“Me gusta ser un outsider”
Con Blur celebró lo inglés desde la cima del brit pop; se rió de la mercantilización de la música con Gorillaz y recorrió el mundo guiado por sus sonidos. Hoy, a los 46 años, lanza su primer disco solista
LONDRES (El País).- El paso del tiempo elige lugares inesperados para manifestarse. Por ejemplo, el interior de una caja de cartón. Damon Albarn lleva una en las manos mientras sube la típica escalera inglesa empinada y estrecha. Despeinado, con barba de tres días, un jean que descubre la mitad superior de su trasero y una camiseta que parece haber tomado de un montón de ropa sucia, Albarn luce ese entrañable aire de despistado especialidad de la casa. Un aspecto entre la locura y la resaca, tocado por su contagiosa sonrisa ahora presidida, eso sí, por un diente de oro.
A simple vista, ni el escenario ni el propio personaje delatan nada nuevo bajo el cielo nublado de este barrio residencial del oeste de Londres. Pero entonces Albarn apoya la caja sobre la barra de la cocina de su estudio privado de grabación y, en lugar de las previsibles latas de cerveza, empieza a extraer de ella saludables verduras y frutas ecológicas.

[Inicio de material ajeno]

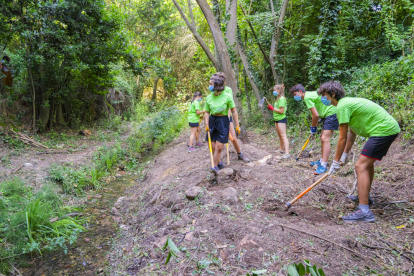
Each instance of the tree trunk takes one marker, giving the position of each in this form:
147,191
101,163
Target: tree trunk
196,35
154,89
223,54
276,37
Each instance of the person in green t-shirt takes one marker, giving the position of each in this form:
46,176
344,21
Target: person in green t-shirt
235,142
279,115
194,114
216,120
330,122
367,119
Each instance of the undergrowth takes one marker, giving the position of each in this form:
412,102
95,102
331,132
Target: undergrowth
33,222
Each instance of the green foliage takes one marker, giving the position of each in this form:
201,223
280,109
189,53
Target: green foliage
307,269
33,221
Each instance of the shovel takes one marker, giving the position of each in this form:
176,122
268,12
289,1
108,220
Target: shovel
303,148
290,203
210,148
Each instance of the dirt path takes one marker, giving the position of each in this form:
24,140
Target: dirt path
230,234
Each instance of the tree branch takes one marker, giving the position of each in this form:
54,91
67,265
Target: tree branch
197,36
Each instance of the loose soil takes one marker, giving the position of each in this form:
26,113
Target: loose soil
234,236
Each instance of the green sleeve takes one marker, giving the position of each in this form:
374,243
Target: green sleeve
207,107
230,102
343,114
309,101
196,105
283,102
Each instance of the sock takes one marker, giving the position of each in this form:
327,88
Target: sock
364,208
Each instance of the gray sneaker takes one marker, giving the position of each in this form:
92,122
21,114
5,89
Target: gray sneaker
355,199
359,216
242,157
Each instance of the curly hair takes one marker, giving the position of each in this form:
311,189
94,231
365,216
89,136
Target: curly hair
221,75
332,87
218,83
296,88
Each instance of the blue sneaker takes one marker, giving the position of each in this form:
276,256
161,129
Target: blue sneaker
215,169
321,169
318,163
359,216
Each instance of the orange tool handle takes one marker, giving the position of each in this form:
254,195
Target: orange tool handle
290,203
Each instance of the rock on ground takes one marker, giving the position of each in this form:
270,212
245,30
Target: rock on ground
193,192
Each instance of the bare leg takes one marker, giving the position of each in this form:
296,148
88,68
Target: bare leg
283,136
218,148
365,174
192,135
326,145
281,141
235,142
198,134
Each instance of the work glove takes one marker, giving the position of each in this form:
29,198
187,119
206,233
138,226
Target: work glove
336,165
270,107
343,158
238,130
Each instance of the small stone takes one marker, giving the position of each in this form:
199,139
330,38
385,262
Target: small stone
245,174
193,192
227,171
230,194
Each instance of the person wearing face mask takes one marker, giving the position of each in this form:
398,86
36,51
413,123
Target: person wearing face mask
319,108
240,154
367,119
279,115
194,114
216,118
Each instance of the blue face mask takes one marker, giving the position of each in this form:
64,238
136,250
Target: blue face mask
325,101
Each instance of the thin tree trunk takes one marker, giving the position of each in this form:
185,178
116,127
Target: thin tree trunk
276,37
154,89
196,35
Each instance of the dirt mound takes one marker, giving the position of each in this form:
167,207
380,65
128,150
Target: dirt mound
233,225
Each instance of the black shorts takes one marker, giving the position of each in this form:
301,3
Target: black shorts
330,123
283,121
377,147
219,129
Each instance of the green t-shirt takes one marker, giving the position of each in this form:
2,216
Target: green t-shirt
312,99
366,118
219,105
280,103
192,114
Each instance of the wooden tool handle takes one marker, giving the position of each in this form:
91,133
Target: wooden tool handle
211,149
290,203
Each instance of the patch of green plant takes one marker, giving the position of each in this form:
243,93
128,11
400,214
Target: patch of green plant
33,222
307,269
76,181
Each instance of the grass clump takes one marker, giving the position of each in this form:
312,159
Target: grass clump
33,222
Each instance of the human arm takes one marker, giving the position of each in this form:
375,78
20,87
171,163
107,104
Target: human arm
236,119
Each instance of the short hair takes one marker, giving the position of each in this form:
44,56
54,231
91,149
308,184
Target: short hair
296,88
221,75
218,83
332,87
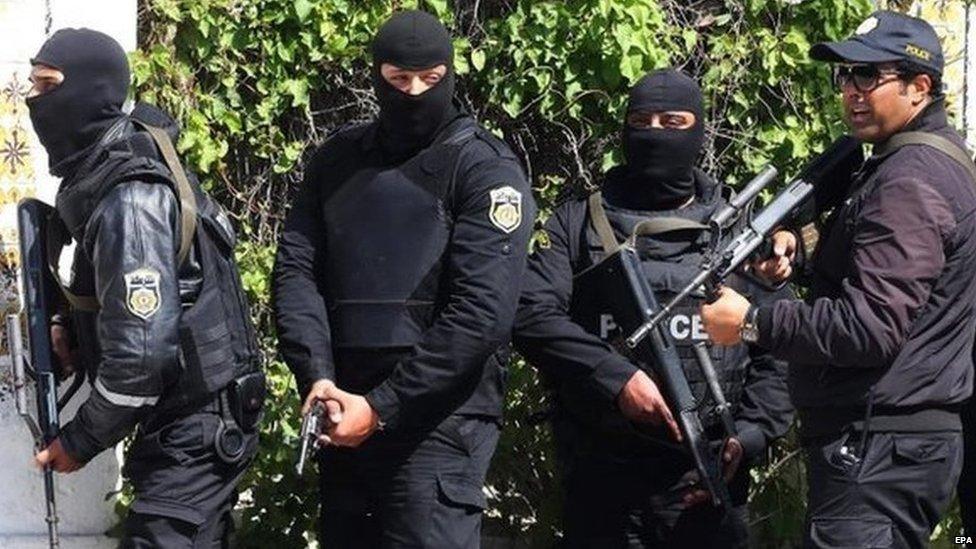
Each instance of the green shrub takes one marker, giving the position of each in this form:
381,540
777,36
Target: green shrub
258,83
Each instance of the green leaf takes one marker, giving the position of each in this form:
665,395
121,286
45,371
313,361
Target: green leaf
478,59
303,8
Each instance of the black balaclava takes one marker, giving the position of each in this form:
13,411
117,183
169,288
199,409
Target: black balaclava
413,40
70,118
660,161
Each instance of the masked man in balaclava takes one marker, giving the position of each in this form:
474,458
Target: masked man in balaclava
154,303
396,282
625,479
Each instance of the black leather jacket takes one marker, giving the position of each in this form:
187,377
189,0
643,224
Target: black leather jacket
124,229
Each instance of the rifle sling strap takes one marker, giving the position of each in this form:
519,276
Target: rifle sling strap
647,227
184,192
188,218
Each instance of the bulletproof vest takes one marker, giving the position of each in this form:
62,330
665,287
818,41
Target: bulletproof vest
671,252
217,339
387,231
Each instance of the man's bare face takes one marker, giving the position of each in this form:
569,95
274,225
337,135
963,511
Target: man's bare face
879,113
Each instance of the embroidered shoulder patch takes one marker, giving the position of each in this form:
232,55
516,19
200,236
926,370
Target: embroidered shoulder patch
506,208
142,292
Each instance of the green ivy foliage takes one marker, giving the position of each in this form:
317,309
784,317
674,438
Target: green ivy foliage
258,83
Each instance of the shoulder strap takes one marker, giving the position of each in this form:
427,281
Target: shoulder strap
602,225
937,142
54,242
188,201
647,227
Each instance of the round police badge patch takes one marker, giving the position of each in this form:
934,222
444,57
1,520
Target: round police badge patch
506,208
142,292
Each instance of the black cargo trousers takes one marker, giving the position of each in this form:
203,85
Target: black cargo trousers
184,491
408,489
887,489
625,494
967,481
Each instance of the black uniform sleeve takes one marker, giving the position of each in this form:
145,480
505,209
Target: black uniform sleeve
765,410
897,254
482,271
133,240
300,312
544,332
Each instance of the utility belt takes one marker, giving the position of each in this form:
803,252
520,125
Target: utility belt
818,422
240,406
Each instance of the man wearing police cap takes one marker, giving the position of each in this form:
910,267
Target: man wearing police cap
396,281
881,352
156,304
623,488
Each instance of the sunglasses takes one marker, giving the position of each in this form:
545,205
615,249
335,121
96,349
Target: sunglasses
865,78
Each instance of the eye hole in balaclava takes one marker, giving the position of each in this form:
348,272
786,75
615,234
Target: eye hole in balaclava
413,40
660,161
70,118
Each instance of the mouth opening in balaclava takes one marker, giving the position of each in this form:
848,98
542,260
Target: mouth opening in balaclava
413,40
71,117
660,161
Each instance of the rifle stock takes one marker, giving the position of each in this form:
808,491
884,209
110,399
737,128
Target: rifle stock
632,302
38,290
807,197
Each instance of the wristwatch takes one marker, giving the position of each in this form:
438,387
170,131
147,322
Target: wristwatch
749,332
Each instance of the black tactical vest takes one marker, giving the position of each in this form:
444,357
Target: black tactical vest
217,339
670,259
388,228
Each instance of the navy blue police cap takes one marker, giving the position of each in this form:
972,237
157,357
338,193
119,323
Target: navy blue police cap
886,36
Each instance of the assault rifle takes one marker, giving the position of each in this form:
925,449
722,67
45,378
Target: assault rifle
38,291
820,187
624,290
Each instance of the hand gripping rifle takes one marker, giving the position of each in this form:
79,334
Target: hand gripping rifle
38,291
821,186
623,288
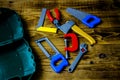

Esta semana se cumplieron 20 años de la edición de Parklife, el álbum de Blur que supuso la explosión del brit pop. Si el punk surgió para borrar del mapa a los hippies, el brit pop pretendía lo propio con el grunge. Frente a aquellos melenudos atormentados y sensibles, ellos preconizaban la frivolidad y la holgazanería. No era la sociedad capitalista la que los oprimía y les impedía realizarse; eran ellos mismos los que se negaban.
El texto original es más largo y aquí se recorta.